I have a large sparse matrix (lets call it matrix) in which the rows are the features and the columns are the samples. Each column/sample belong to 1 of 6 groups. I randomly sample some amount from each group and store what index they belong to in the original matrix.
astro_index <- Map(sample,row_index, num_sample)[1]
endo_index <- Map(sample,row_index, num_sample)[2]
micro_index <- Map(sample,row_index, num_sample)[3]
neuron_index <- Map(sample,row_index, num_sample)[4]
oligo_index <- Map(sample,row_index, num_sample)[5]
opc_index <- Map(sample,row_index, num_sample)[6]
The goal is to be able perform a Wilcox test and get the p-value on all the combination of the 6 groups for each features. The big issue is that I have over 30,000 features to test on all combination of 6 groups (so that is 15 comparisons for each of the 30,000+ features).
So I have two current methods. The first one uses the apply function and does it for only one comparison (here astro and neuron group). The disadvantage for this method is that I run into memory issues and it only does 1 comparison at a time. I would have to write this 14 more times to get all possible comparisons.
store_p <- apply(matrix,1,function(x) {wilcox.test(x[astro_index],x[neuron_index])$p.value })
The second method uses a for loop to go through all the features but I take advantage of the combn and the data frame to calculate the p-value for all combinations but one feature at a time. This method is really slow but does not crash.
for (i in features){
df <- data.frame('Astro' = matrix[i,astro_index], 'Endo' = matrix[i,endo_index], 'Micro' = matrix[i,micro_index], 'Neuron' = matrix[i,neuron_index], 'Oligo' = matrix[i,oligo_index], 'OPC' = matrix[i,opc_index])

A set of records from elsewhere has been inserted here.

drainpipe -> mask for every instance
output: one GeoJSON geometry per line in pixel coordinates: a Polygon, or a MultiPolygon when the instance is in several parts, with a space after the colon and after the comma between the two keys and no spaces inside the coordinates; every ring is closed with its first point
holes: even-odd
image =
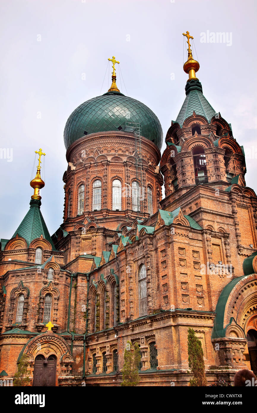
{"type": "Polygon", "coordinates": [[[72,287],[72,280],[73,280],[73,277],[76,277],[78,275],[78,273],[76,274],[72,274],[71,275],[71,285],[70,285],[70,295],[69,297],[69,305],[68,312],[68,325],[67,326],[67,331],[68,333],[69,333],[71,336],[71,355],[73,355],[73,342],[74,339],[74,333],[73,331],[70,331],[70,314],[71,313],[71,288],[72,287]]]}
{"type": "Polygon", "coordinates": [[[87,319],[86,320],[86,332],[83,337],[83,378],[85,376],[85,364],[86,362],[86,335],[87,332],[87,316],[88,314],[88,291],[89,290],[89,274],[86,274],[87,283],[87,319]]]}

result <- combn(names(df), 2, FUN = function(x) paste(paste(x, collapse='-'), wilcox.test(df[,x[1]], df[,x[2]], paired = TRUE)$p.value, sep=" : "))
hold_list <- append(hold_list, list(result))
}
To give a sense of what the result looks like. Here is a sample output of result
> result
[1] "Astro-Endo : 0.115331575924872" "Astro-Micro : 0.935664046257304" "Astro-Neuron : 0.0271849565394441"
[4] "Astro-Oligo : 0.00147694402781699" "Astro-OPC : 0.0476580762532988" "Endo-Micro : 0.297672151508384"
[7] "Endo-Neuron : 2.38134038927696e-06" "Endo-Oligo : 0.0323129112432441" "Endo-OPC : 0.451258974150342"
[10] "Micro-Neuron : 0.000143621746738224" "Micro-Oligo : 0.0178171887595787" "Micro-OPC : 0.0692129715131915"
[13] "Neuron-Oligo : 6.68255453156116e-10" "Neuron-OPC : 6.201108273594e-07" "Oligo-OPC : 0.142213241936393"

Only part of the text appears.